Personal information
- Full name: Leslie Gordon Clark
- Born: 30 December 1903 Christchurch, New Zealand
- Died: 26 September 1974 (aged 70) Wellington, New Zealand
- Role: Wicket-keeper
- Relations: Alan Clark (son)

Domestic team information
- 1929/30: Otago

Umpiring information
- Tests umpired: 2 (1956)
- Source: Cricinfo, 3 July 2013

= Leslie Clark (umpire) =

New Zealand cricket umpire

Leslie Gordon "Barney" Clark (30 December 1903 – 26 September 1974) was a New Zealand cricket umpire. He stood in two Test matches in 1956. He also played two first-class matches for Otago in the 1929–30 season. He was the father of cricketer Alan Clark who played for Otago and Auckland.

Clark was born at Christchurch in 1903 and educated at Lyttleton District High School. He played club cricket in Wellington for Midland Cricket Club before moving to Invercargill in 1929. He played as a wicket-keeper and was described as "one of ... the most outstanding cricketers" in the club side when he returned to Wellington in January 1930 where he captained Midland Cricket Club. he also played rugby union as a full-back. He had played both of his first-class matches for Otago during the 1929–30 season, making his debut against Auckland over the Christmas period before playing for the side against the touring England Test side over the New Year holiday. On both occasions he played as the side's wicket-keeper, scoring a total of five runs and taking two catches.

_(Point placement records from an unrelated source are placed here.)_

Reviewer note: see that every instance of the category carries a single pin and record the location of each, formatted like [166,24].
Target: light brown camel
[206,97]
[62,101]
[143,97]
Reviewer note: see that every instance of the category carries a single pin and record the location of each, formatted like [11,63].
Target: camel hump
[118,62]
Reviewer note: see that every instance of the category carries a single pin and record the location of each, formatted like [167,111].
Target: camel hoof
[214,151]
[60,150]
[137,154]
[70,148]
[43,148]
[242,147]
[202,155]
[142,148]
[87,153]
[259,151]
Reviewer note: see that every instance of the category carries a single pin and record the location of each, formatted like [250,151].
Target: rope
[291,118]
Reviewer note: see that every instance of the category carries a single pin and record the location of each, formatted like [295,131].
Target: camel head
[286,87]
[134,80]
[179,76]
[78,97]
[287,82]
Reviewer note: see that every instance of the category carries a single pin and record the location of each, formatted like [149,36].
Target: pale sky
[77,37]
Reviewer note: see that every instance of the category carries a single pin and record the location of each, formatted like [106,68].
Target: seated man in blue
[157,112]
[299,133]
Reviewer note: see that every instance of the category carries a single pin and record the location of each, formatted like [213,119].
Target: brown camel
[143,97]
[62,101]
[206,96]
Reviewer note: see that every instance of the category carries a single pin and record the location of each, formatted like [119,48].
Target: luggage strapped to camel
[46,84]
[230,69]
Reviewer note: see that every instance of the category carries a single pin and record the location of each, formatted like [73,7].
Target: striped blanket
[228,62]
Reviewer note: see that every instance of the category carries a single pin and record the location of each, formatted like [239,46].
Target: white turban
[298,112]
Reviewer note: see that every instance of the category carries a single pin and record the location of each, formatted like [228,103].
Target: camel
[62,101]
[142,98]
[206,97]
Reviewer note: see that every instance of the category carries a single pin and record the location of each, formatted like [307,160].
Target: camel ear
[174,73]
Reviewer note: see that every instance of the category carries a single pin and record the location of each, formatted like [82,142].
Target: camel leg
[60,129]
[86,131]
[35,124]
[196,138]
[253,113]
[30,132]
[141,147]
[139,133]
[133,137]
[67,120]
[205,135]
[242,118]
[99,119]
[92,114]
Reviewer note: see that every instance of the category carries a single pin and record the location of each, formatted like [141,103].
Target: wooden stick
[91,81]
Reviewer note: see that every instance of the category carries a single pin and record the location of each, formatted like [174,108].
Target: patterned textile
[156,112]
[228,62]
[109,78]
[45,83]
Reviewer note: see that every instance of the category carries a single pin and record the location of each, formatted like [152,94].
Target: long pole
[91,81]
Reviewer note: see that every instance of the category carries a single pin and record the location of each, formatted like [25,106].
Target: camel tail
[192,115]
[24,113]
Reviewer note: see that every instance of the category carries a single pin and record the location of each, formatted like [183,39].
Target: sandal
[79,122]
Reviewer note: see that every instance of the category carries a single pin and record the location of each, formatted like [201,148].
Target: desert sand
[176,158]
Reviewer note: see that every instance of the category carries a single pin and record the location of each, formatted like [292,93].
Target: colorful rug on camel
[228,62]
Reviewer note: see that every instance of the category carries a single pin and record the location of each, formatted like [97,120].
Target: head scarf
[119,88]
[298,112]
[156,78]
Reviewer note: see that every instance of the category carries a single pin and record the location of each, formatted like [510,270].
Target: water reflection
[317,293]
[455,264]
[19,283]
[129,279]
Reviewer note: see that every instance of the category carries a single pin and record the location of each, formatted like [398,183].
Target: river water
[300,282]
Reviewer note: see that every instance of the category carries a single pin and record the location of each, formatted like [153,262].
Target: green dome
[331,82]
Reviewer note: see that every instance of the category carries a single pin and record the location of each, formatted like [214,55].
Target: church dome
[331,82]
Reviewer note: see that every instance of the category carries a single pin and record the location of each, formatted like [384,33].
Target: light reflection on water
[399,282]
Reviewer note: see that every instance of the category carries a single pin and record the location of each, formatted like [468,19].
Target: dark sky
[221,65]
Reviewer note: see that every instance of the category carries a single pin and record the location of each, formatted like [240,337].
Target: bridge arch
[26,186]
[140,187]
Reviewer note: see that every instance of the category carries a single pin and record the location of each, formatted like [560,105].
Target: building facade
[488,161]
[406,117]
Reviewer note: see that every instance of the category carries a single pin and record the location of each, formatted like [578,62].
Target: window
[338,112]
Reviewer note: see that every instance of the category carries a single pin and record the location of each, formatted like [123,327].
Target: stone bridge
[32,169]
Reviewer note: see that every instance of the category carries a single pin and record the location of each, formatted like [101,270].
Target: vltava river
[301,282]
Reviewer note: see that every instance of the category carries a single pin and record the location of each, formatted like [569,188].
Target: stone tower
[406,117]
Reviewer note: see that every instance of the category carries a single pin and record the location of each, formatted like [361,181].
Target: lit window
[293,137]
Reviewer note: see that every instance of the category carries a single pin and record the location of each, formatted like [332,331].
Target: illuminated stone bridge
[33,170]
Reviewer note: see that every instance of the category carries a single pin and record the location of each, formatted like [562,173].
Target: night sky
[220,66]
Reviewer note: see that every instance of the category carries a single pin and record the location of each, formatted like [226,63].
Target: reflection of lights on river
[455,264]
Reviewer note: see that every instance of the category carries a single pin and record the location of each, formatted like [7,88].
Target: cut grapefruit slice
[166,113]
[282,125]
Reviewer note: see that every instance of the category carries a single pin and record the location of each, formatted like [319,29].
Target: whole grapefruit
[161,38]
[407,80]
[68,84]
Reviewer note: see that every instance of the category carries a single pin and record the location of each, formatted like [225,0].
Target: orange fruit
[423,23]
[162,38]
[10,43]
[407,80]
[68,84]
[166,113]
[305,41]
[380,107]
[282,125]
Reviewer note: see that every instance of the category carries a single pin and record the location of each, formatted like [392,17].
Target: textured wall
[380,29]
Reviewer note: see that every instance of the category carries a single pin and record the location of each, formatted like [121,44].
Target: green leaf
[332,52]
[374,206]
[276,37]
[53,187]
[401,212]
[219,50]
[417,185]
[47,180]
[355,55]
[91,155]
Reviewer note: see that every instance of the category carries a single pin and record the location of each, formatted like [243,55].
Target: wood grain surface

Beginning in the 1951–52 season, Clark stood as an umpire in matches in New Zealand. He stood in two Test matches during the 1955–56 tour by the West Indies and in 1956–57 in both of the first-class matches played by a touring Australian side against the New Zealand side. Overall he umpired nine first-class matches between 1953 and 1957. He continued umpiring at lower levels until 1970 and was the president of the Wellington Cricket Umpires' Association and, at the time of his death, president of the New Zealand Cricket Umpires' Association.

Clark died at Wellington in 1974, aged 70. An obituary was published in the New Zealand Cricket Almanack.